Admirava-me que ainda estivesse vivo e ativo, vivo para contar suas histórias,
enquanto parte dos pilotos que haviam participado daquele confronto, sobretudo
os ancorados sobre o Zuikako, já haviam perecido em combate. Estavam ainda em
atividade menos de cinquenta por cento deles. Não havia dúvidas de que aquela era
uma atividade de alto risco. Não havia dúvidas de que aquele homem calmo e
sereno merecia ser copiado”.
“Então passei a tomar aulas com
ele. Precisava saber como fazia, quais as estratégias que adotava para ainda permanecer
vivo, enquanto muitos dos seus colegas haviam sido derrubados pelo inimigo”.

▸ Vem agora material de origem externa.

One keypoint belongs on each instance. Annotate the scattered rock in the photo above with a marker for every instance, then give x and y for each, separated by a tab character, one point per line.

“Ficara muito claro para mim a
capacidade de sobrevivência daquele piloto, como de resto era também a do nosso
porta-aviões, uma vez que alguns dos nossos portentosos vasos de guerra já
haviam ido a pique em ataques realizados pelos nossos inimigos. Como acontecera
na terrível e tenebrosa batalha de Midway quando quatro dos nossos porta-aviões
foram afundados. E nós ainda estávamos ali, prontos a dar continuidade aos
combates que se acentuavam no oceano pacífico.”
“Nesse tempo o meu companheiro de
beliche já chefiava um dos subgrupos, e eu o tinha como um talismã também. Apesar
de ouvirmos sempre palavras de incentivo; afirmações de que estávamos ganhando
rapidamente a guerra, pensávamos, por outro lado, que o custo para nós também
estava sendo muito alto. Mesmo nunca se tocando no assunto, soube através desse
nosso amigo que o Zuikako era o único dos seis porta-aviões que participaram do
ataque a Pearl Harbor que ainda estava em atividade. Os outros tinham sido
mandado para o fundo mar pelos nossos inimigos. E eu sabia que, com o aumento
da frota inimiga nos mares do pacífico, a guerra estava se intensificando por
aqui. E que, mais dia, menos dia, poderíamos sofrer algum revés também. Daí
precisar de todas as informações que o meu amigo pudesse me repassar sobre a sobrevivência
naquele meio”.
“Já estava há mais de um ano
ininterrupto em atividade naquele porta-aviões, quando me aconteceu o primeiro
contratempo: em uma das batalhas aéreas contra caças americanos, tive a cauda
do meu Zero atingida por uma rajada de metralhadora. Mas, por sorte, consegui
voltar para o Zuikako sem maiores problemas. E por causa disso não pude mais
participar de algumas das incursões que aconteceram nos dias que se seguiram até
que se fizessem os reparos necessários nele. Somente quando a meu aviãozinho
foi restabelecido, pude sair em socorro de um grupo de colegas que estava em
combate ferrenho não muito distante de onde o nossos navio navegava. Para a
minha tristeza, na volta ao porta-aviões pude ver que uma parte considerável dos
nossos caças não havia retornado. E que um desses aviões ausentes era
exatamente o do meu talismã. Sofri muito com a perda. Mas, não havia muito
tempo para ficarmos lamentando. As ações se davam em tempo tão curto que, às
vezes, mal tínhamos tempo para reabastecer e logo já voltávamos a voar. Naquele
último retorno, em que o nosso herói não voltou, o comandante nos reuniu mais
uma vez para falar sobre uma vitória acachapante que havíamos conseguido e para
engrandecer o nosso trabalho, marcante, segundo ele, e que infligiu uma derrota
inesquecível a um inimigo bem mais numeroso.”